И все-таки спросила. Перешла через улицу и позвонила у калитки. Я знала, она никуда не уходила, потому что наблюдала за ее домом из окна папиной спальни. Но она не открыла. Не слышала звонка или притворялась, что ее нет? Я зашла в палисадник, заглянула в окно. Увидела только Цезаря, толстого серого кота. Свернувшись клубочком, он лежал на подоконнике и, когда я легонько постучала по стеклу, приоткрыл один глаз.

Я опять позвонила в дверь, на сей раз подольше, и медленно сосчитала до десяти. И еще раз, в обратном порядке, до нуля. Лидвин в помине нет. Я прошла за дом. Она сидела на корточках возле канавы, в самой глубине сада.

– Привет, Лидвин! – крикнула я.

Она оглянулась:

– Привет, Катинка.

По извилистой тропке я пошла к канаве. Давненько я не бывала в саду Лидвин. Тропинка стала еще у́же из-за массы растений, которые нависали над ней.

– Иди скорей, посмотри, – сказала она.

Я устроилась рядом на корточках. На ладони у нее сидел маленький лягушонок, совершенно неподвижный. Я таких маленьких никогда не видала.

– Красивый, да? – Она выпустила лягушонка в воду. Он мгновенно исчез в тине. Лидвин встала, я услышала, как хрустнули ее колени. Она вытерла руки о джинсы. По всей видимости, не первый раз.
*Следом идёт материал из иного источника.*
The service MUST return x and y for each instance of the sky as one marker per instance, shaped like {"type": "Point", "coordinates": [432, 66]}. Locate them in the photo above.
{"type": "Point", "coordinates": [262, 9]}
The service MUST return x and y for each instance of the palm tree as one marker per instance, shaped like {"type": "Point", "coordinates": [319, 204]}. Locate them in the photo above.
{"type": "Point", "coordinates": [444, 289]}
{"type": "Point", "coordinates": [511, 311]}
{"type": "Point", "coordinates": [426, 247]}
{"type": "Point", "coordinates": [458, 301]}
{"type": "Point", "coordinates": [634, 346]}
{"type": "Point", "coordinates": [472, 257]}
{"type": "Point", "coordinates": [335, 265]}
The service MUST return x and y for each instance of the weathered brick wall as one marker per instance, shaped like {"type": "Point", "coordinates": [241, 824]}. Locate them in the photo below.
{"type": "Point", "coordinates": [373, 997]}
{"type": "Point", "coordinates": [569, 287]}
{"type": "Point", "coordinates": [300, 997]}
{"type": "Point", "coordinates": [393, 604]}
– Пойду поставлю чайник. Выпьешь чайку?


В огороде Лидвин сорвала несколько листиков и цветочков. Паучок упал с ее ладони на землю. Я пошла с ней на кухню. Она поставила на плиту воду и положила сорванные растения в чайник, когда-то белый. Первым делом, подумала я, расскажу Калле, что Лидвин заваривает чай из цветочных бутонов и пауков. И что мне пришлось все это пить.

Раньше мы с Калле называли Лидвин ведьмой. Как-то раз она притопала к нам злющая, с ноутбуком под мышкой: он опять завис. Когда она сидела рядом с папой, мы заметили у нее в волосах паука.

Она всегда ходит в джинсах и красном флисовом жилете. И только в разгар лета носит обрезанные джинсы и майку с коротким рукавом. А на ноги надевает деревянные башмаки-кломпы. Ну, они, конечно, не очень-то под стать ведьме.

– Лидвин и на Книжный бал[1] вполне может заявиться в кломпах, – говорит мой папа.

Мы устроились на солнышке, на деревянной скамейке под навесом голубого садового домика, в котором она пишет книги. Нерон, рыжий кот, составил нам компанию. Поднос с чайником и чашками стоял на пне. Лидвин не спрашивала, зачем я пришла. Вроде как считала вполне нормальным, что я сижу здесь.

Я кашлянула, а потом сказала:

– Я хочу стать писательницей. – И сама испугалась. Неужели не могла придумать начало получше?

– Ты хочешь стать писательницей, – повторила она. Подобрала с земли веточку, обтерла рукавом и помешала в чайнике. Налила две полные чашки. Чай был светло-зеленый и пах мятой и лимоном.

Я сидела совсем рядом с ней. Кожа у нее была немножко похожа на мятую бумагу. Коричневую пергаментную бумагу, на которой моя тетя печет печенье.